Mitochondrial alteration in type 2 diabetes and obesity: an epigenetic link

Abstract

The growing epidemic of type 2 diabetes mellitus (T2DM) and obesity is largely attributed to the current lifestyle of over-consumption and physical inactivity. As the primary platform controlling metabolic and energy homeostasis, mitochondria show aberrant changes in T2DM and obese subjects. While the underlying mechanism is under extensive investigation, epigenetic regulation is now emerging to play an important role in mitochondrial biogenesis, function, and dynamics. In line with lifestyle modifications preventing mitochondrial alterations and metabolic disorders, exercise has been shown to change DNA methylation of the promoter of PGC1α to favor gene expression responsible for mitochondrial biogenesis and function. In this article we discuss the epigenetic mechanism of mitochondrial alteration in T2DM and obesity, and the effects of lifestyle on epigenetic regulation. Future studies designed to further explore and integrate the epigenetic mechanisms with lifestyle modification may lead to interdisciplinary interventions and novel preventive options for mitochondrial alteration and metabolic disorders.

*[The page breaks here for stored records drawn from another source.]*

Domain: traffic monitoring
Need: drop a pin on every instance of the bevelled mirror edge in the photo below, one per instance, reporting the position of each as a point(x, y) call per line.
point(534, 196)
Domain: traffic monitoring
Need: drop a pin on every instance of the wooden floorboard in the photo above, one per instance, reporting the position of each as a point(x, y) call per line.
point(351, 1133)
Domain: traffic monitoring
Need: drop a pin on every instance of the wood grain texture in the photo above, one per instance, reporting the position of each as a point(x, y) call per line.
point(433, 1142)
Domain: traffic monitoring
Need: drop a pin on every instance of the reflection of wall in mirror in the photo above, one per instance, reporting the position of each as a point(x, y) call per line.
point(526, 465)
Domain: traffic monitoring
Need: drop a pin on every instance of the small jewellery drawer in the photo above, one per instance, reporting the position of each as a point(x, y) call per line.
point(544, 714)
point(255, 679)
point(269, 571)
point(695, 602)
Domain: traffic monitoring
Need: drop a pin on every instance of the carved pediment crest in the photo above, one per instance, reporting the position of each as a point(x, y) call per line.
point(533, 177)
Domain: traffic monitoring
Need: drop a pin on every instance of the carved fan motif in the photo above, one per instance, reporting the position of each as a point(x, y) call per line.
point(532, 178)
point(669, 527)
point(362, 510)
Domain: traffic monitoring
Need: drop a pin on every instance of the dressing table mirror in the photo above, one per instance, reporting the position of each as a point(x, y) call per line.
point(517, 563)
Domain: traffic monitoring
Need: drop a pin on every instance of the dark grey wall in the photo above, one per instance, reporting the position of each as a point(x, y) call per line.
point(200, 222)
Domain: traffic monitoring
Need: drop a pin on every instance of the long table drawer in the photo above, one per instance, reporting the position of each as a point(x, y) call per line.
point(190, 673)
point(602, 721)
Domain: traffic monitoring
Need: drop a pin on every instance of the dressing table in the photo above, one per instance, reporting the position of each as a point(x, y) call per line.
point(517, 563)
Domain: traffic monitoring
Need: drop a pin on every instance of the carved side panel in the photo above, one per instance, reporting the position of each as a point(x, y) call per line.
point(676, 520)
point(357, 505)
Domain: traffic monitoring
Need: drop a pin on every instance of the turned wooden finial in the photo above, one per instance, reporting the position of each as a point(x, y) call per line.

Keywords: epigenetic; lifestyle; mitochondrial alteration; obesity; type 2 diabetes.

Figure 1. Mitochondrial stress in type 2 diabetes and obesity. The current lifestyle of overconsumption and physical inactivity poses a persistent nutrient surplus, leading to mitochondrial stress and the accumulation of reactive oxygen species (ROS) and metabolite intermediates (FFA and DAG) that can trigger oxidative stress and activation of stress-sensitive kinases. Impaired insulin secretion and sensitivity (i.e., the hallmarks of T2DM) occur as a result of stress-induced β-cell dysfunction and insulin resistance. FFA, free fatty acid; DAG, diacylglycerol.

Figure 2. The role of mitochondria in energy metabolism. (A) Mitochondria undergo frequent fusion and fission (the dynamic processes that maintain mitochondrial integrity) and underpin energy homeostasis (ATP generation and thermogenesis) and macromolecule biosynthesis. (B) Energy or nutrient stimuli (e.g., exercise, fasting or calorie restriction) regulate mitochondrial biogenesis and function through pathways involving cAMP-PKA/CREB, AMP/ATP-AMPK, and NAD⁺/NADH-SIRT1. As the key regulator of mitochondria, PGC1α funnels the signaling to NRF1/2-Tfam and upregulates the genes that are associated with mitochondrial oxidative metabolism. cAMP, cyclic adenosine monophosphate; PKA, protein kinase A; CREB, cAMP response element-binding protein; AMP, 5′-adenosine monophosphate; AMPK, 5′-adenosine monophosphate-activated protein kinase; NAD⁺, nicotinamide adenine dinucleotide; NADH, reduced form of NAD⁺; SIRT1, sirtuin (silent mating type information regulation 2 homolog) 1; PGC1α, peroxisome proliferator-activated receptor γ coactivator 1α; NRF1/2, nuclear respiratory factors 1 and 2; Tfam, mitochondrial transcription factor A.

Figure 3. The epigenetic mechanisms of mitochondrial regulation in T2DM and obesity. Increased DNA methylation represses expression of PGC1α and Tfam, the key regulators of mitochondrial biogenesis. Epigenetic regulation of mitochondrial function includes: (1) DNA hypermethylation that represses the genes of mitochondrial oxidative metabolism (e.g., COX7A1 and NDUFB6); and (2) microRNAs (miR15a, miR133a, and miR-184) that repress mitochondrial substrate carrier (Slc25a22) or uncoupling protein (UCP2). microRNA (miR-106b) was also identified to regulate mitochondrial dynamic protein (Mfn2). Behavioral intervention such as exercise has been shown to change the epigenetic signature (DNA methylation) and improve mitochondrial biogenesis and function through PGC1α and Tfam. The mitochondria-promoting effects have also been reported for dietary intervention, calorie restriction, and weight loss; whether and how an epigenetic mechanism is involved in the mitochondrial regulation deserves further investigation. PGC1α, peroxisome proliferator-activated receptor γ coactivator 1α; Tfam, mitochondrial transcription factor A; UCP2, uncoupling protein 2; Mfn2, mitofusin 2;sirt COX7A1, cytochrome c oxidase subunit VIIa polypeptide 1; NDUFB6, NADH dehydrogenase (ubiquinone) 1 β subcomplex, 6.